Sometimes, there is a Will involved in Probate, and if that is the case then the Judge will follow the terms of the Will. If there is no Will involved, then Arizona Law of Heirship will control, and the Judge will follow Arizona Law to distribute your assets to your heirs at law. Your heirs at law may not be those that you want to inherit your property, so it is still important to have a Complete Estate Plan, and not to rely on Arizona Law. A probate can either be an informal probate or a formal probate.
If your estate ends up in Probate, the first step will be to have a Personal Representative file for Probate in Court. This requires the filing of several documents, including a petition and a nomination for Personal Representative, among several other items. If there is not a Will, then Arizona Law will take over as to who can be the Personal Representative. There may be individuals that have first priority, and there may be a conflict when multiple people want to be Personal Representative. This can lead to undue costs and delay.
Once a Personal Representative is accepted, and the Court issues Letters Testamentary, the Personal Representative will start accounting for assets, and notifying potential beneficiaries under the law. They will also need to publish notice to any unknown creditors, and send proof of their appointment to any known creditors.
Creditors and expenses will be paid first, and there is a priority as to who gets paid first. Once an inventory and accounting is complete, the Personal Representative will propose creditor payments, and a final distribution. They must also file any final individual tax returns, as well as an estate returns in some instances.

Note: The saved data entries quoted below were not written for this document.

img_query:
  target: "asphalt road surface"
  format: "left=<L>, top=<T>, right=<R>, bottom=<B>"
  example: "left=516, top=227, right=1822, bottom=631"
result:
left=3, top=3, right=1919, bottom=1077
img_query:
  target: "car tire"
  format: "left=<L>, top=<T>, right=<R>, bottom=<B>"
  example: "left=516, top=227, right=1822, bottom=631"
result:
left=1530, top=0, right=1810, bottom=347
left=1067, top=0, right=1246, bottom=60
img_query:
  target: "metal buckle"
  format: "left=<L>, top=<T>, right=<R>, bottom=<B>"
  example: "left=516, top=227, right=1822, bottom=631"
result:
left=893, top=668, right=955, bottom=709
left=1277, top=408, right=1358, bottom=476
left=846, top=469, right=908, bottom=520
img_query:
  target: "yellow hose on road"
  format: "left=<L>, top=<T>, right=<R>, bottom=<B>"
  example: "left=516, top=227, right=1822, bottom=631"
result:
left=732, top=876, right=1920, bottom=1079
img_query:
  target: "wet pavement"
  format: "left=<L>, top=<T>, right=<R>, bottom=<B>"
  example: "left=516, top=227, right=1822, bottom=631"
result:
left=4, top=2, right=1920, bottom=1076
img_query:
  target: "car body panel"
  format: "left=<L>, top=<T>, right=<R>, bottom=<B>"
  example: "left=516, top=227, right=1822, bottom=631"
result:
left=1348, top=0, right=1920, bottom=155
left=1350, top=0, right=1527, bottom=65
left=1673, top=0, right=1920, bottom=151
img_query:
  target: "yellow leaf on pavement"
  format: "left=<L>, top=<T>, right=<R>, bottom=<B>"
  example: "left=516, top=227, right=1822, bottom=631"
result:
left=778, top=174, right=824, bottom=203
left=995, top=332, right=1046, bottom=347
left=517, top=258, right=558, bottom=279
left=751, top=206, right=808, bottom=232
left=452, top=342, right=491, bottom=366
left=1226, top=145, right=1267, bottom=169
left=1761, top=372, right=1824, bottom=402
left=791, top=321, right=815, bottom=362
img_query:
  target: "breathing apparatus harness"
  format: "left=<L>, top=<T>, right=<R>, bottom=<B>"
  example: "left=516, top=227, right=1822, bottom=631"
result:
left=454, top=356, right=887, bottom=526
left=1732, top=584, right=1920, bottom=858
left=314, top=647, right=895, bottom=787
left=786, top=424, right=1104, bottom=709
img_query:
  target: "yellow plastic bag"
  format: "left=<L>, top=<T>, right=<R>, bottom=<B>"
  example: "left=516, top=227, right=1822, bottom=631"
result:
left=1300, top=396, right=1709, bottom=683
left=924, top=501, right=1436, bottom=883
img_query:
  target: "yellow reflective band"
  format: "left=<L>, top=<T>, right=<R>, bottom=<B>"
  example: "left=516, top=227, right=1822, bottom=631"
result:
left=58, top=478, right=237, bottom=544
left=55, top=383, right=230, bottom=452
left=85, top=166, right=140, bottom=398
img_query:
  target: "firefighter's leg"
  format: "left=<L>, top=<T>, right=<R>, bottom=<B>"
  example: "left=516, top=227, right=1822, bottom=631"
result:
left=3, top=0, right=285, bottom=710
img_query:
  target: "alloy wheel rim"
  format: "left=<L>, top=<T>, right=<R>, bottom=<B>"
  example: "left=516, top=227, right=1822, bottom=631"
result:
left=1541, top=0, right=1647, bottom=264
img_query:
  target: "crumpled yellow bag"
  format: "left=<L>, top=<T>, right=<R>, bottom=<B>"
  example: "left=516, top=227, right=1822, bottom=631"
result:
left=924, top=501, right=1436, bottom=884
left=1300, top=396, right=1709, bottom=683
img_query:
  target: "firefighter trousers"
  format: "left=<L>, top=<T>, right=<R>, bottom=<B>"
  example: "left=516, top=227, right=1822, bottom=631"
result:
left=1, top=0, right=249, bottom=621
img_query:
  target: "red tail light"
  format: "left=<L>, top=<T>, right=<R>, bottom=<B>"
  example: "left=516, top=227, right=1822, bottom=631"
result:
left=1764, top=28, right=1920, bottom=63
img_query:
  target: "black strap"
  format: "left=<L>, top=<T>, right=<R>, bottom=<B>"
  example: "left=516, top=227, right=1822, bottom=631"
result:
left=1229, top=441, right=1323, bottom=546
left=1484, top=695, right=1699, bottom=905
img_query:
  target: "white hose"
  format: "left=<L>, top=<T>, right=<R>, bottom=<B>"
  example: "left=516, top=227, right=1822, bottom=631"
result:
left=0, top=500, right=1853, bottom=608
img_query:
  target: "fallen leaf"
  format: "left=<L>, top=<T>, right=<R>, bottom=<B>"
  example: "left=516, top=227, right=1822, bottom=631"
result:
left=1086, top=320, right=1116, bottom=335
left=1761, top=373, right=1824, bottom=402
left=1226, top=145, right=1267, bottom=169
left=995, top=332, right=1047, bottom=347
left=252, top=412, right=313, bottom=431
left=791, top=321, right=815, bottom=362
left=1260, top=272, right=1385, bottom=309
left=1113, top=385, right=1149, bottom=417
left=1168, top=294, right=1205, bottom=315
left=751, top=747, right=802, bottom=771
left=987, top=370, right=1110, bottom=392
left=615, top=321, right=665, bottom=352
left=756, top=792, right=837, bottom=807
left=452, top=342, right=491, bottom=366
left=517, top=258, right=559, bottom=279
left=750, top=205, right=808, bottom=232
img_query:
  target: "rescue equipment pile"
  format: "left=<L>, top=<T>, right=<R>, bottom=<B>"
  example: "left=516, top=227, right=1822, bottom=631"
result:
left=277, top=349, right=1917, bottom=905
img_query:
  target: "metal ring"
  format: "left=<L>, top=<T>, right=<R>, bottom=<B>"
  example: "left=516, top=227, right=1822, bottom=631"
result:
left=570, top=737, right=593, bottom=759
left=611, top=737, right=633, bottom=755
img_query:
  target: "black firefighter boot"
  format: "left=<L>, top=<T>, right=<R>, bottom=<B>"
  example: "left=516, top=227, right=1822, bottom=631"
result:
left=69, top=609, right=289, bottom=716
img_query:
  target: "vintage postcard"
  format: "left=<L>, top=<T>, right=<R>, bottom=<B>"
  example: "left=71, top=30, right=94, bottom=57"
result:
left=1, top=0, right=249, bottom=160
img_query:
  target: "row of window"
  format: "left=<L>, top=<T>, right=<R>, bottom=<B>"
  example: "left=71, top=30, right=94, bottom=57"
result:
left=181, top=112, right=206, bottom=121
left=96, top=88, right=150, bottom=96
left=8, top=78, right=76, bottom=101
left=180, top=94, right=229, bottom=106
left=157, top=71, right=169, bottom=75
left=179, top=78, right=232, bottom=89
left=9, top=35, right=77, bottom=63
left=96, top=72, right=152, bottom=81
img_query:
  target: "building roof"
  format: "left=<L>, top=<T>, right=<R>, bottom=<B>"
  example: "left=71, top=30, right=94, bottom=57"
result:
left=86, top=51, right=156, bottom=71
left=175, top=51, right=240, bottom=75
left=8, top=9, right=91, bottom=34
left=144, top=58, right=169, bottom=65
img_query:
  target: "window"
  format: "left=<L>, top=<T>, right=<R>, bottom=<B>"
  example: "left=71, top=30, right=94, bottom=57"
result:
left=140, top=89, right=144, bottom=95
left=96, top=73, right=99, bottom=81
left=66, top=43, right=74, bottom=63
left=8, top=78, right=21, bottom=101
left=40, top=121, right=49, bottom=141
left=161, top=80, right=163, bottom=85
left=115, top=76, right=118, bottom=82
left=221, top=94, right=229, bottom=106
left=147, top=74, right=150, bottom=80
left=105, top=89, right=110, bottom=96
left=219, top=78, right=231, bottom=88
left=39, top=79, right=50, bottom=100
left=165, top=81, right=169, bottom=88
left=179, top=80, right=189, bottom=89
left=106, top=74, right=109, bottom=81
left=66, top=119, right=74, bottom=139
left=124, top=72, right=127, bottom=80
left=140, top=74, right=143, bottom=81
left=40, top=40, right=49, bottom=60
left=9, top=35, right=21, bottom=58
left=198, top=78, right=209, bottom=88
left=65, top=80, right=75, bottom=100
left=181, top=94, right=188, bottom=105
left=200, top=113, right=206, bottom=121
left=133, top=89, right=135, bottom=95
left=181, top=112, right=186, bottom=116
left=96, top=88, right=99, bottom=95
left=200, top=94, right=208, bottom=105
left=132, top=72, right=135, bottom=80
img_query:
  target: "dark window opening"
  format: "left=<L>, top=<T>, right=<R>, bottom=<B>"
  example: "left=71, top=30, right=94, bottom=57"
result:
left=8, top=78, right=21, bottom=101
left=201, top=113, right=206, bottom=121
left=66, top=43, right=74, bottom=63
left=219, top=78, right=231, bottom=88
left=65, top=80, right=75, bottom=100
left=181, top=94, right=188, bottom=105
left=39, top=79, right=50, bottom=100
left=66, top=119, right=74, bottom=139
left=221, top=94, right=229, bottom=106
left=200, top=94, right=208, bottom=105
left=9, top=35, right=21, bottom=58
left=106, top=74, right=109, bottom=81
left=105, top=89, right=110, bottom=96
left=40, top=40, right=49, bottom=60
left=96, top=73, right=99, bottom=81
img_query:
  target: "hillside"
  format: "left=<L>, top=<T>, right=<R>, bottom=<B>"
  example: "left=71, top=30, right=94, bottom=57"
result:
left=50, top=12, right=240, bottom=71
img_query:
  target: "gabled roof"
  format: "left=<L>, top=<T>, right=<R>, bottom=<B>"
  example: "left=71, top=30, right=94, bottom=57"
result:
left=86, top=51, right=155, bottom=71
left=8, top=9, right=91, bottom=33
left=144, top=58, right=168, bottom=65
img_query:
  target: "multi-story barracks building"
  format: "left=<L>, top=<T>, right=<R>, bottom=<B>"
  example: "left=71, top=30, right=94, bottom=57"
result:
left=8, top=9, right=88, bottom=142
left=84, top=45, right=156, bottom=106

Assuming there is not any litigation involved regarding who is a beneficiary, or who can be Personal Representative, once the proposed distribution is accepted by the Court, the Personal Representative can move forward with distribution, and eventually close the estate. This entire process can take anywhere from six months to two years, and it can cost anywhere from $5,000.00 to $10,000.00, or even more if there is dispute or litigation involved.
This entire process is not ideal. A well-designed, Complete Estate Plan can avoid the need for Probate altogether and is generally a much less expensive option over Probate. If you do end up in Probate Court, an experienced attorney can assist you through what is an overly complicated process.